By Swapan Dasgupta
Last Friday marked the 10th
anniversary of the US-led invasion of Afghanistan, exactly 26 days after Osama
bin Laden’s jihadis destroyed the twin towers in New York and attacked the
Pentagon. It was an occasion marked by umpteen “Troops out” demonstrations in Western
cities and campuses—a testimony to how easily the steely determination of 2001
has yielded way to the hopeless despondency of 2011.
Yet, there were the
proverbial loose ends in evidence. In a letter to The Times (London), the time honoured way of drawing attention to
an issue, 19 women urged world leaders to ensure that “women’s rights are not
traded away in any political settlement with the Taleban.” “You cannot make
peace”, they wrote, “by leaving half the population out.”
At a time when the dominant
discourse within the British establishment centres on drawing a distinction
between the malevolent extremism of the Al Qaeda and the conservative
traditionalism of the Taleban that basically wants to be left alone to do its
own thing, it is heartening that there are people around to remind governments
of the civilising mission that formed the sub-text of Operation Enduring
Freedom. Just because the war hasn’t gone according to a hastily written
script, does not necessarily imply that it was along a misadventure.
Today, it is only the
military establishment on both sides of the Atlantic that argues against a
policy of instant disengagement from Afghanistan. The so-called “gains” from
last year’s “surge”, they say, must not be frittered away by any hasty withdrawal
and the troops must stay in that country till 2014 at least. Predictably, this
military assessment goes against the tide of popular feeling in the West. The
overall consensus is that this is an unwinnable war and, as such, it is prudent
to leave Afghanistan to God and anarchy.
Recent developments in
Afghanistan have bolstered the arguments of those favouring a unilateral
disengagement. The back channel talks with the Taleban have, quite
understandably, made little progress. A Taleban convinced the West has lost the
will to fight won’t be terribly accommodating; it can afford to prevaricate. More
important, the Taleban has demonstrated through this year that it has the
capacity to strike at will and penetrate the deepest security walls: the
assassinations of Ahmad Wali Karzai and former President Rabbani and the attack
on the ISAF headquarters and US Embassy tell a grim story.

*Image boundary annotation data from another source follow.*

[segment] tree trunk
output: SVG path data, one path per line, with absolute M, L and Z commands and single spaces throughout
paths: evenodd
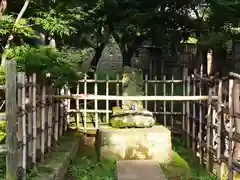
M 131 60 L 132 60 L 133 54 L 142 45 L 145 39 L 146 39 L 145 36 L 137 36 L 135 37 L 133 43 L 127 49 L 124 49 L 122 53 L 123 67 L 132 65 Z
M 93 56 L 92 58 L 92 61 L 90 63 L 90 69 L 87 73 L 88 77 L 90 79 L 93 78 L 94 76 L 94 72 L 96 71 L 97 69 L 97 65 L 98 65 L 98 62 L 102 56 L 102 52 L 105 48 L 105 46 L 107 45 L 108 41 L 109 41 L 109 37 L 110 35 L 112 34 L 113 32 L 113 28 L 108 26 L 108 27 L 105 27 L 104 29 L 104 33 L 103 33 L 103 40 L 100 44 L 100 46 L 98 46 L 96 49 L 95 49 L 95 55 Z

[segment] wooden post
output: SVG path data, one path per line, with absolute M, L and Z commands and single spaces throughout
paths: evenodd
M 183 97 L 186 95 L 186 76 L 183 74 Z M 184 143 L 186 142 L 186 103 L 183 101 L 182 107 L 182 138 Z
M 119 80 L 119 74 L 117 74 L 117 83 L 116 83 L 116 95 L 119 96 L 120 95 L 120 80 Z M 117 100 L 117 106 L 120 106 L 119 100 Z
M 144 96 L 147 96 L 148 95 L 148 75 L 146 74 L 145 75 L 145 78 L 144 78 L 144 86 L 145 86 L 145 93 L 144 93 Z M 145 109 L 148 109 L 148 101 L 145 100 Z
M 26 99 L 26 91 L 25 91 L 25 73 L 19 72 L 18 73 L 18 82 L 21 84 L 21 87 L 19 88 L 19 97 L 18 97 L 18 104 L 21 108 L 21 115 L 18 118 L 19 119 L 19 127 L 20 127 L 20 133 L 19 137 L 22 140 L 22 158 L 21 158 L 21 167 L 22 167 L 22 179 L 26 179 L 26 169 L 27 169 L 27 123 L 26 123 L 26 108 L 25 108 L 25 99 Z M 21 132 L 22 131 L 22 132 Z
M 154 83 L 154 96 L 157 96 L 157 76 L 154 77 L 155 83 Z M 154 101 L 154 112 L 157 113 L 157 101 Z
M 77 95 L 79 95 L 79 82 L 77 83 Z M 80 107 L 79 107 L 79 99 L 76 99 L 76 125 L 77 125 L 77 129 L 80 128 Z
M 172 76 L 171 82 L 171 96 L 174 96 L 174 76 Z M 173 119 L 173 101 L 171 101 L 171 129 L 174 129 L 174 119 Z
M 210 172 L 211 170 L 211 141 L 212 141 L 212 132 L 211 132 L 211 125 L 212 125 L 212 92 L 213 88 L 209 87 L 208 90 L 208 113 L 207 113 L 207 158 L 206 158 L 206 169 Z
M 109 95 L 109 76 L 106 75 L 106 96 Z M 106 100 L 106 123 L 109 123 L 109 100 Z
M 32 114 L 33 121 L 33 155 L 32 162 L 33 167 L 36 168 L 36 155 L 37 155 L 37 109 L 36 109 L 36 74 L 33 74 L 33 88 L 32 88 L 32 106 L 34 108 Z
M 166 96 L 166 75 L 163 76 L 163 96 Z M 163 122 L 164 126 L 167 126 L 167 116 L 166 116 L 166 101 L 163 101 Z
M 31 108 L 29 108 L 28 111 L 28 136 L 29 137 L 33 137 L 33 107 L 32 107 L 32 75 L 29 76 L 29 83 L 31 84 L 28 88 L 28 99 L 29 99 L 29 105 L 31 106 Z M 32 140 L 30 140 L 28 142 L 28 165 L 31 167 L 32 166 L 32 152 L 33 152 L 33 144 L 32 144 Z
M 59 89 L 57 89 L 57 95 L 59 94 Z M 59 137 L 59 100 L 55 99 L 55 123 L 54 123 L 54 141 L 57 144 Z
M 234 80 L 229 80 L 229 133 L 228 133 L 228 179 L 233 179 L 233 169 L 232 169 L 232 162 L 233 162 L 233 146 L 232 146 L 232 137 L 233 137 L 233 90 L 234 90 Z
M 87 74 L 84 76 L 84 96 L 87 96 Z M 87 132 L 87 100 L 84 99 L 83 128 Z
M 45 113 L 46 113 L 46 86 L 42 86 L 41 92 L 41 101 L 42 101 L 42 108 L 41 108 L 41 162 L 44 161 L 44 154 L 45 154 Z
M 222 80 L 218 83 L 218 106 L 217 106 L 217 178 L 221 178 L 221 134 L 222 134 Z
M 6 179 L 17 180 L 17 79 L 16 61 L 6 61 Z
M 64 88 L 61 89 L 60 91 L 60 94 L 61 95 L 64 95 Z M 63 134 L 63 121 L 64 121 L 64 100 L 60 100 L 59 102 L 59 106 L 60 106 L 60 109 L 59 109 L 59 116 L 60 116 L 60 122 L 59 122 L 59 137 L 62 136 Z
M 66 96 L 70 96 L 71 92 L 69 90 L 68 87 L 65 87 L 64 90 L 64 95 Z M 64 101 L 64 108 L 63 108 L 63 121 L 64 121 L 64 135 L 67 134 L 67 129 L 68 129 L 68 123 L 70 122 L 70 115 L 69 115 L 69 111 L 70 111 L 70 99 L 66 99 Z
M 183 68 L 183 97 L 186 96 L 186 84 L 187 84 L 187 76 L 188 76 L 188 69 Z M 187 114 L 186 114 L 186 102 L 183 101 L 183 108 L 182 108 L 182 132 L 183 132 L 183 141 L 186 143 L 186 123 L 187 123 Z
M 51 151 L 52 146 L 52 132 L 53 132 L 53 101 L 52 101 L 52 87 L 49 87 L 48 91 L 48 98 L 49 98 L 49 107 L 48 107 L 48 152 Z
M 202 77 L 202 73 L 201 73 Z M 202 80 L 199 81 L 199 96 L 202 96 Z M 199 163 L 201 165 L 203 162 L 203 111 L 202 111 L 202 101 L 199 101 Z
M 190 96 L 190 76 L 187 77 L 187 96 Z M 187 147 L 190 148 L 190 103 L 186 102 L 186 115 L 187 115 Z
M 98 84 L 97 84 L 97 74 L 94 75 L 94 94 L 98 95 Z M 95 109 L 95 127 L 98 129 L 98 100 L 94 100 L 94 109 Z
M 193 77 L 193 96 L 196 96 L 196 79 Z M 196 150 L 196 101 L 193 101 L 193 109 L 192 109 L 192 150 L 195 152 Z

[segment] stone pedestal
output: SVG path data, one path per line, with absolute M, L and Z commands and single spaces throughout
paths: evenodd
M 96 140 L 100 159 L 171 161 L 171 132 L 164 126 L 99 129 Z
M 122 110 L 115 112 L 110 119 L 110 126 L 113 128 L 137 127 L 145 128 L 152 127 L 155 124 L 155 118 L 152 112 L 142 110 Z

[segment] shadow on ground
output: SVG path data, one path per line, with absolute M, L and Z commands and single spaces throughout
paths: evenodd
M 92 137 L 93 138 L 93 137 Z M 168 180 L 215 180 L 198 165 L 198 160 L 191 151 L 182 147 L 179 139 L 173 139 L 173 160 L 162 169 Z M 105 159 L 98 161 L 93 146 L 82 142 L 76 159 L 72 162 L 65 180 L 115 180 L 115 162 Z

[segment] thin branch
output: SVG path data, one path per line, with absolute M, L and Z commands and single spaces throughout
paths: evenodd
M 16 27 L 16 25 L 19 23 L 20 19 L 22 18 L 23 14 L 25 13 L 25 11 L 27 10 L 27 7 L 28 7 L 30 1 L 31 1 L 31 0 L 26 0 L 26 1 L 25 1 L 25 3 L 24 3 L 24 5 L 23 5 L 20 13 L 18 14 L 17 19 L 15 20 L 15 22 L 14 22 L 14 24 L 13 24 L 12 33 L 11 33 L 11 35 L 8 37 L 6 46 L 5 46 L 5 48 L 4 48 L 4 52 L 10 48 L 11 42 L 12 42 L 12 40 L 13 40 L 13 34 L 14 34 L 14 32 L 16 31 L 16 28 L 15 28 L 15 27 Z M 3 55 L 2 55 L 1 66 L 5 66 L 5 63 L 6 63 L 6 55 L 4 54 L 4 52 L 3 52 Z

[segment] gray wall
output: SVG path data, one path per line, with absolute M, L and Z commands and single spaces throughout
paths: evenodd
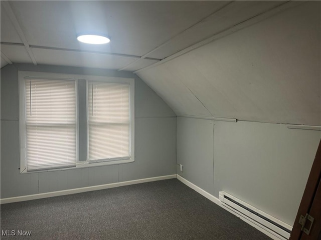
M 319 131 L 182 117 L 177 129 L 179 174 L 216 198 L 224 190 L 293 225 Z
M 18 70 L 135 78 L 135 162 L 81 169 L 20 174 Z M 1 69 L 1 198 L 176 173 L 176 115 L 151 89 L 130 72 L 14 64 Z

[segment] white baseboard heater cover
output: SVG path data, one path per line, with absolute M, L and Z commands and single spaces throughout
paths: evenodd
M 244 217 L 281 240 L 289 239 L 292 226 L 254 208 L 235 196 L 221 191 L 219 200 L 222 205 L 237 214 Z

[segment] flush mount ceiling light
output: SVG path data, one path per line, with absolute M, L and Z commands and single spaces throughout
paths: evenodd
M 77 40 L 89 44 L 105 44 L 110 42 L 110 40 L 106 36 L 93 34 L 80 35 L 77 37 Z

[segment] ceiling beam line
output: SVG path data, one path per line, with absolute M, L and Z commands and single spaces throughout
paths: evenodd
M 8 56 L 7 56 L 6 54 L 4 54 L 2 52 L 1 52 L 1 57 L 3 58 L 4 58 L 5 60 L 6 60 L 6 62 L 7 62 L 8 64 L 12 64 L 12 62 L 11 62 L 11 60 L 9 59 L 9 58 Z
M 6 10 L 7 14 L 10 18 L 11 22 L 14 24 L 14 26 L 15 27 L 17 32 L 18 34 L 18 35 L 19 35 L 20 39 L 24 43 L 24 45 L 25 46 L 26 50 L 29 55 L 29 57 L 30 58 L 31 58 L 31 60 L 32 60 L 32 62 L 34 63 L 34 64 L 35 65 L 37 65 L 36 58 L 35 58 L 34 54 L 32 53 L 32 52 L 31 52 L 31 50 L 30 49 L 30 47 L 29 46 L 29 44 L 28 43 L 28 42 L 26 38 L 26 36 L 25 36 L 25 34 L 22 30 L 22 29 L 21 29 L 21 27 L 20 26 L 19 22 L 17 19 L 16 15 L 15 14 L 15 12 L 14 12 L 13 10 L 11 8 L 9 2 L 8 1 L 1 1 L 1 4 Z
M 134 64 L 134 63 L 136 62 L 138 62 L 138 61 L 139 61 L 139 60 L 141 60 L 142 59 L 144 59 L 144 58 L 146 58 L 147 59 L 147 58 L 146 58 L 147 56 L 148 56 L 148 55 L 149 55 L 151 53 L 153 52 L 155 50 L 158 50 L 160 48 L 163 48 L 163 46 L 165 46 L 166 45 L 167 45 L 168 44 L 169 44 L 170 42 L 172 42 L 175 38 L 177 38 L 179 36 L 182 35 L 182 34 L 184 34 L 185 32 L 188 32 L 188 31 L 190 30 L 192 28 L 195 28 L 196 26 L 202 24 L 204 21 L 206 20 L 207 20 L 209 18 L 212 16 L 213 15 L 216 14 L 219 12 L 220 12 L 222 10 L 223 10 L 223 8 L 225 8 L 227 6 L 228 6 L 230 4 L 232 4 L 233 2 L 234 1 L 229 1 L 229 2 L 228 2 L 227 4 L 224 4 L 223 6 L 221 6 L 219 9 L 217 9 L 214 12 L 212 12 L 210 14 L 209 14 L 209 15 L 206 16 L 205 18 L 202 18 L 200 21 L 199 21 L 197 22 L 196 22 L 195 24 L 192 24 L 191 26 L 189 26 L 188 28 L 185 29 L 183 31 L 180 32 L 179 32 L 178 34 L 176 34 L 175 36 L 172 37 L 171 38 L 167 40 L 166 41 L 164 42 L 163 44 L 160 44 L 160 45 L 159 45 L 158 46 L 156 46 L 156 48 L 155 48 L 153 50 L 151 50 L 150 51 L 148 52 L 146 54 L 144 54 L 144 55 L 141 56 L 141 58 L 140 58 L 137 59 L 136 60 L 135 60 L 134 61 L 133 61 L 133 62 L 130 62 L 130 64 L 126 65 L 125 66 L 123 66 L 121 68 L 118 69 L 118 71 L 121 71 L 122 70 L 126 69 L 129 66 L 130 66 Z
M 231 26 L 218 32 L 215 33 L 207 39 L 202 40 L 199 42 L 193 44 L 190 46 L 188 46 L 186 48 L 176 52 L 176 54 L 174 54 L 169 56 L 168 56 L 167 58 L 157 62 L 155 62 L 148 66 L 136 70 L 133 72 L 133 73 L 137 74 L 144 70 L 146 70 L 151 68 L 153 68 L 161 64 L 165 64 L 167 62 L 173 60 L 177 58 L 178 58 L 180 56 L 181 56 L 182 55 L 186 54 L 193 50 L 198 48 L 200 48 L 201 46 L 202 46 L 204 45 L 210 44 L 218 39 L 226 36 L 241 29 L 244 28 L 251 25 L 253 25 L 254 24 L 268 18 L 270 18 L 272 16 L 277 14 L 280 12 L 282 12 L 287 9 L 297 6 L 300 4 L 303 4 L 305 2 L 306 2 L 301 1 L 287 1 L 284 3 L 280 4 L 280 5 L 267 10 L 266 11 L 261 12 L 261 14 L 258 14 L 255 16 L 251 17 L 246 20 L 242 20 L 236 24 L 234 24 L 233 26 Z
M 11 45 L 16 46 L 23 46 L 23 44 L 18 44 L 15 42 L 0 42 L 3 45 Z M 135 55 L 129 55 L 127 54 L 117 54 L 114 52 L 98 52 L 98 51 L 91 51 L 87 50 L 82 50 L 80 49 L 74 49 L 74 48 L 53 48 L 51 46 L 37 46 L 36 45 L 30 45 L 29 46 L 31 48 L 37 48 L 37 49 L 45 49 L 47 50 L 56 50 L 60 51 L 67 51 L 67 52 L 85 52 L 87 54 L 101 54 L 102 55 L 110 55 L 112 56 L 123 56 L 124 58 L 140 58 L 140 56 L 136 56 Z M 154 61 L 160 61 L 162 60 L 159 58 L 146 58 L 146 59 L 148 60 L 153 60 Z

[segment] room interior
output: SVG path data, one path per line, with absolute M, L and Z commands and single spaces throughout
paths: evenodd
M 319 1 L 1 6 L 2 204 L 177 178 L 227 211 L 222 192 L 293 226 L 321 136 Z M 110 42 L 76 39 L 93 32 Z M 134 79 L 133 162 L 21 172 L 22 72 Z

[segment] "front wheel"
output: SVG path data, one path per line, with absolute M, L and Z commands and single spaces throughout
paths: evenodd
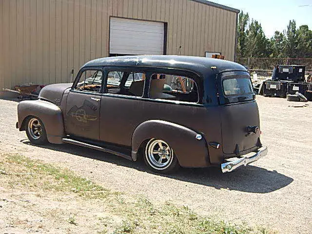
M 48 143 L 44 126 L 39 118 L 30 117 L 26 121 L 26 134 L 31 143 L 44 145 Z
M 173 149 L 162 140 L 151 139 L 145 146 L 144 157 L 145 164 L 159 173 L 172 173 L 180 167 Z

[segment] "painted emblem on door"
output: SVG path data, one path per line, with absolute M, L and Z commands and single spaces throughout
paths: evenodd
M 71 128 L 80 131 L 91 131 L 94 122 L 98 119 L 98 107 L 91 102 L 85 100 L 81 106 L 73 106 L 66 115 L 66 124 Z
M 88 121 L 95 121 L 98 119 L 96 116 L 87 115 L 85 111 L 83 109 L 79 109 L 76 112 L 70 114 L 72 117 L 75 117 L 78 122 L 87 123 Z

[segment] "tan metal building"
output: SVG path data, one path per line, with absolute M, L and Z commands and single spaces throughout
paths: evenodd
M 0 0 L 0 88 L 68 82 L 110 55 L 234 60 L 238 12 L 205 0 Z

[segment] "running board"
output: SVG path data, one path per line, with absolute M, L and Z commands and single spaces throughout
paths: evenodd
M 126 159 L 130 160 L 131 161 L 133 160 L 132 158 L 129 155 L 123 154 L 122 153 L 117 152 L 117 151 L 115 151 L 114 150 L 110 150 L 109 149 L 101 147 L 100 146 L 91 145 L 86 143 L 78 141 L 78 140 L 73 140 L 72 139 L 68 139 L 67 138 L 63 138 L 62 140 L 63 141 L 63 142 L 64 143 L 67 143 L 68 144 L 72 144 L 73 145 L 78 145 L 79 146 L 83 146 L 84 147 L 89 148 L 93 150 L 98 150 L 99 151 L 102 151 L 103 152 L 108 153 L 109 154 L 117 155 L 117 156 L 122 157 L 124 158 L 126 158 Z

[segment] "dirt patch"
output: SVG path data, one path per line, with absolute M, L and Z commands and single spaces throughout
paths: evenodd
M 72 171 L 18 155 L 0 155 L 5 233 L 268 234 L 198 215 L 170 202 L 112 192 Z M 52 233 L 51 232 L 52 231 Z
M 142 163 L 88 149 L 31 145 L 25 133 L 15 128 L 17 103 L 2 100 L 1 151 L 62 165 L 109 189 L 143 194 L 160 204 L 171 200 L 200 214 L 236 223 L 246 221 L 281 233 L 312 233 L 312 169 L 307 165 L 312 163 L 312 103 L 298 108 L 282 98 L 257 100 L 262 141 L 269 154 L 228 174 L 218 168 L 183 169 L 164 176 L 146 171 Z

The only positive outcome of
the military slide is that the US has finally been forced into open
acknowledgement of the fact that the preconditions of positive engagement with
the Taleban won’t be possible as long as Pakistan persists with its double game.
What India used to say about Pakistani sponsorship of the Lashkar-e-Tayiba and
Jaish-e-Mohammed is now being said by the US in the context of the Haqqani
network, a group also said to be responsible for the attacks on the Indian
Embassy in Kabul. In the past, when President Karzai used to point an accusing
finger at Pakistan and charge it with harbouring Osama bin Laden and Mullah
Omar, a sanctimonious West used to hurl counter-charges of corruption and
nepotism at him. Now there is a subdued realisation that the concerns of the
Afghan Government should also have been taken on board.
Over the past few years and
more precisely since President Obama entered the White House, the importance of
a Taliban-free Afghanistan has been lost sight of. The Karzai administration
has a long list of shortcomings which are well known. However, it is a marked
improvement from the darkness that enveloped Afghanistan from the Communist
coup in 1978 to the collapse of the Taliban in 2001. These 23 years saw a once
vibrant society regress into medievalism.
Since 2001, Afghanistan has
come a long way, and it is important to not lose sight of the progress. The
sight of nervous, sometimes trigger happy, foreign troops patrolling the
streets and highways offends Afghan pride and often gives the Taleban
resistance a nationalist flavour. But this is offset by the medievalism of a
movement that equates women with chattel and treats ethnic minorities as
targets of purification. A second Taleban government in Kabul may refrain from
hosting those intent on bombing Spanish trains and the London Underground, but
it will not display a similar restraint when it comes to India or, for that
matter, Pakistan. The generals in Rawalpindi imagine that they control the
Taleban and, therefore, by implication, will regain the strategic depth in
Afghanistan. In the process, they may find that Pakistan too is a very
different place.
Hitherto, India has played a
modest role in Afghanistan and concentrated on good works and institution
building programmes. New Delhi was always wary of overdoing things for fear
that the West would see it as an attempt to replay the Indo-Pakistan game in a
third country. Now with the West in retreat and Pakistan having overplayed its
devilish hand, there is an opening for India. Last week’s pact with Afghanistan
opens up a window of enhanced cooperation, particularly, the training of its
army and police. Afghanistan wants a greater Indian role and, perhaps, a
measure of involvement.
The problem isn’t India’s
willingness to do its bit. It is a question of India’s ability to respond
imaginatively, efficiently and, above all, discreetly. Above all, it is a
question of prioritising a friend over a hostile neighbour.